When the Chinese novelist Hong Ying read these published letters she knew who K was, and decided to write a novel about the love affair. However when her book was published in Chinese – first in Taiwan, I’m not sure why – the daughter of Ling Shu Hua, Chen Xiao Ying, decided to sue the author for defamation. Chen Xiao Ying lives in the UK and is married to a Scotsman and goes by the name of Mrs Ying Chinnery, but she instigated the case against Hong Ying in a Chinese court of law, and the reason she did this is because in neither Britain nor Taiwan can anyone libel the dead.
However, China had enacted a law in 1993 which allows 3 generations of family from any dead individual to bring a lawsuit for ‘ Defamation of an Ancestor’. If found guilty of breaking this law, the defendent has to pay massive damages and the offending writing can be banned. This law was almost certainly devised to protect the reputations of senior political figures for the next 100 years. Chen Xiao Ying said that this novel was pure ‘pornography’, and that it damaged her late father’s reputation by saying he was impotent. (Reading the book myself, I thought her father came out of it rather well, and I certainly did not get the idea that he was impotent).
Ling Shu Hua‘s daughter won her case, but Hong Ying took it to appeal, and there the earlier ruling was overturned. I don’t know all the legal ins-and-outs of the case (if you want to read more about it, click here), but suffice to say that Penguin reprinted the English edition of the book in January this year, and I was able to buy my copy here in Beijing.

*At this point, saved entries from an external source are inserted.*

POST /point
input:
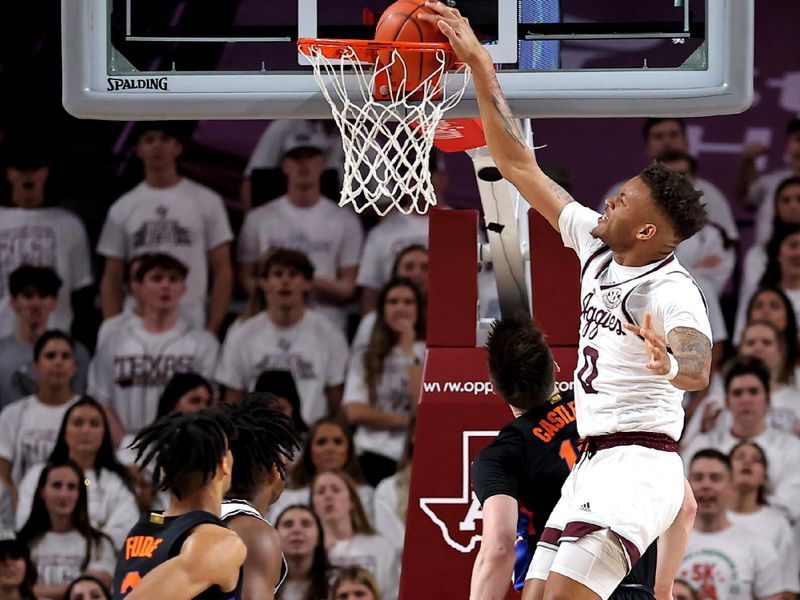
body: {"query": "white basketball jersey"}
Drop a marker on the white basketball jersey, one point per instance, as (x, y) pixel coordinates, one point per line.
(614, 390)
(234, 508)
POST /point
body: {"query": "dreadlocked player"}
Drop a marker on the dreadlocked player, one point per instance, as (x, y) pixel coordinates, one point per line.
(265, 442)
(187, 551)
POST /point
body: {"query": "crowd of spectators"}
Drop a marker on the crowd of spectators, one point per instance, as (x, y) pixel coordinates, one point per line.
(305, 302)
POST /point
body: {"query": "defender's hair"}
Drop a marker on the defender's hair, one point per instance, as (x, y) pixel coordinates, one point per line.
(676, 198)
(179, 385)
(183, 446)
(265, 438)
(520, 362)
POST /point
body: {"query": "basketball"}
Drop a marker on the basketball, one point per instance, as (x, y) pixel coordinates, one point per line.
(400, 22)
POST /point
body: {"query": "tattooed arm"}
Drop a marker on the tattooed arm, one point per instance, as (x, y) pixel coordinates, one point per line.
(511, 154)
(692, 350)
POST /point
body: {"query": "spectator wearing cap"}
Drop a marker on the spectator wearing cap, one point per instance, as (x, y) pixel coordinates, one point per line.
(34, 297)
(268, 153)
(135, 362)
(303, 219)
(757, 190)
(287, 335)
(35, 233)
(169, 213)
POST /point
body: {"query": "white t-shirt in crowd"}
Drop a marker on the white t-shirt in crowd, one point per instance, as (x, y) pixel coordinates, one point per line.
(772, 526)
(314, 350)
(393, 396)
(706, 244)
(302, 496)
(58, 557)
(762, 196)
(132, 366)
(783, 412)
(28, 432)
(720, 566)
(43, 237)
(387, 521)
(329, 236)
(187, 220)
(614, 390)
(392, 234)
(783, 463)
(268, 152)
(112, 505)
(373, 553)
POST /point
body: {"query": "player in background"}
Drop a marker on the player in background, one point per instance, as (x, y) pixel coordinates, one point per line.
(636, 302)
(187, 551)
(265, 443)
(518, 477)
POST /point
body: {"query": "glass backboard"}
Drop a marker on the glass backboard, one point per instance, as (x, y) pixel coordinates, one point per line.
(193, 59)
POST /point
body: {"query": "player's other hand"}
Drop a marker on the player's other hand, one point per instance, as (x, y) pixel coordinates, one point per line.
(656, 345)
(457, 29)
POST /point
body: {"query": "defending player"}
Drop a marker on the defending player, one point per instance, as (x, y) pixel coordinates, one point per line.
(186, 552)
(636, 302)
(521, 472)
(265, 442)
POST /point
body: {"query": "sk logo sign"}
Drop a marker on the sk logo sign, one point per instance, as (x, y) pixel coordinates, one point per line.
(456, 517)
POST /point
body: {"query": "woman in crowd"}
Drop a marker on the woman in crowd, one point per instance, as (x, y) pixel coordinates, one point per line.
(355, 583)
(62, 541)
(769, 303)
(747, 400)
(762, 340)
(412, 263)
(328, 447)
(303, 544)
(349, 537)
(84, 437)
(749, 507)
(184, 393)
(280, 383)
(787, 213)
(391, 497)
(17, 571)
(383, 380)
(28, 427)
(87, 587)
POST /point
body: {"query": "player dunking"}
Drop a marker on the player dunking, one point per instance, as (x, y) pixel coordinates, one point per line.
(186, 552)
(265, 442)
(644, 339)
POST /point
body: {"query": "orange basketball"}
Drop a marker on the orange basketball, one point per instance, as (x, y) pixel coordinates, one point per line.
(400, 22)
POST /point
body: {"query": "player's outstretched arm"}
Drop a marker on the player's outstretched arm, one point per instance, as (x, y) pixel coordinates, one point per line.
(691, 350)
(494, 565)
(211, 555)
(511, 154)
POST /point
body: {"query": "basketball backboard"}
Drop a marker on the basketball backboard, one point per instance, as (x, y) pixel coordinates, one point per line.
(188, 59)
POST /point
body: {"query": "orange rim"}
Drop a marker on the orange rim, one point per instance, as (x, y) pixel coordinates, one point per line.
(366, 50)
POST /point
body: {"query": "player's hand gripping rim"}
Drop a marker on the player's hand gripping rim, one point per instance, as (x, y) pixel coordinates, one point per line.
(457, 30)
(655, 344)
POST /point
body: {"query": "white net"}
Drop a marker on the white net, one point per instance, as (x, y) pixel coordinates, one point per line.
(388, 141)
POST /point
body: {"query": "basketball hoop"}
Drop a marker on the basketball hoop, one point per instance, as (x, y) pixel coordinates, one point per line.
(389, 125)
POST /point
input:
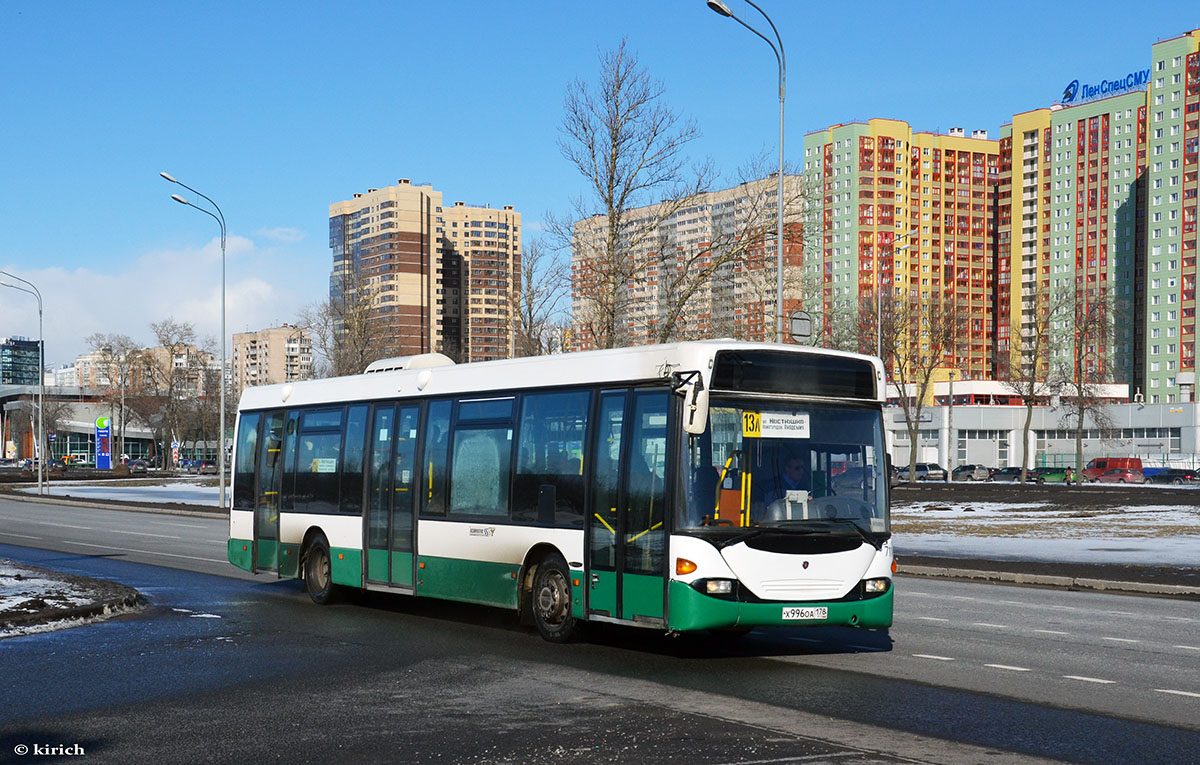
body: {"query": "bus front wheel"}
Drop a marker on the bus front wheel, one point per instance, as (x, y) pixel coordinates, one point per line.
(551, 600)
(318, 572)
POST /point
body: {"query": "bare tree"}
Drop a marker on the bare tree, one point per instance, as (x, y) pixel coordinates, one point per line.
(1025, 368)
(1081, 362)
(918, 336)
(538, 302)
(629, 146)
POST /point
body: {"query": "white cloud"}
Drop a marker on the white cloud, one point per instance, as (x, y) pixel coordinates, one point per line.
(264, 287)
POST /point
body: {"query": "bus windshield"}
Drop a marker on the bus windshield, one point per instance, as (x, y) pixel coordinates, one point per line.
(786, 465)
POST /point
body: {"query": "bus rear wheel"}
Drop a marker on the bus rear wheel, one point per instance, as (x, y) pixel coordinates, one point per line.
(551, 601)
(318, 572)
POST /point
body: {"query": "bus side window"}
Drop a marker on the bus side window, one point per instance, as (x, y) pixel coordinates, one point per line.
(433, 467)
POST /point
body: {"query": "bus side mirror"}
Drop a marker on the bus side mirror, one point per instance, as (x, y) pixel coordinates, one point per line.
(695, 411)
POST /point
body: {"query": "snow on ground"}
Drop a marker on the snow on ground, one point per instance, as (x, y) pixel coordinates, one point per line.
(177, 492)
(1150, 535)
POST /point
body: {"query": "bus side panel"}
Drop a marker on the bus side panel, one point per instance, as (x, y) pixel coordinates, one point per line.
(471, 580)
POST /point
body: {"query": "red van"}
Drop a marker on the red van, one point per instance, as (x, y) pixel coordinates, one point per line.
(1101, 465)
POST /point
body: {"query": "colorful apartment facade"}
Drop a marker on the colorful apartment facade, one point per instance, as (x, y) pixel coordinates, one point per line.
(905, 215)
(436, 278)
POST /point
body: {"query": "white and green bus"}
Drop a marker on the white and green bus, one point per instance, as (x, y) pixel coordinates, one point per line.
(696, 486)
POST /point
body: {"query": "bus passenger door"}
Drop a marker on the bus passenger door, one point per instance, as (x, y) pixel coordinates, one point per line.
(627, 524)
(378, 507)
(390, 493)
(267, 503)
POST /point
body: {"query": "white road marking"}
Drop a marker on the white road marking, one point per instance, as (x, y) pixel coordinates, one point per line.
(1008, 668)
(161, 536)
(126, 549)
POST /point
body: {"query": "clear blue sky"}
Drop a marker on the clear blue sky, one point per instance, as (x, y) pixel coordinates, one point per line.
(277, 109)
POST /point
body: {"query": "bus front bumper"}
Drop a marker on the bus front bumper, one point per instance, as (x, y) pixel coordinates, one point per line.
(690, 609)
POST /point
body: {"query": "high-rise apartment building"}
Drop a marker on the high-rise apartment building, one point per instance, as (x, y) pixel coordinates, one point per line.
(910, 214)
(19, 361)
(727, 233)
(481, 272)
(270, 356)
(424, 284)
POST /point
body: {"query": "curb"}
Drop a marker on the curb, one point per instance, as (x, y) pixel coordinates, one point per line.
(1073, 583)
(70, 501)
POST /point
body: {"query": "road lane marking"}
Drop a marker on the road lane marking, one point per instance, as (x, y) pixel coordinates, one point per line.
(161, 536)
(1008, 668)
(1108, 682)
(127, 549)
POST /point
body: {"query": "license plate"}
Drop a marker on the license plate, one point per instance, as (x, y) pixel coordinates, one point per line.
(805, 614)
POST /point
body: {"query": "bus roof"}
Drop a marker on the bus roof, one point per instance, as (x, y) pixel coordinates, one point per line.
(618, 365)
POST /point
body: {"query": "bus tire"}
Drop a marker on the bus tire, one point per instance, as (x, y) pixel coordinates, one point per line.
(551, 601)
(318, 572)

I should tell you that I have never been a fan of Virginia Woolf and her writings, nor of what came to be know as ‘The Bloomsbury Group’ for reasons too complicated to go into here; and if it were not for this book being set in China and written by a Chinese author I would probably never have bothered to read it – but I am glad I have done so. If you are a Bloomsbury groupie you may find this novel very intriguing, and if you don’t care one way or another it is still a good read.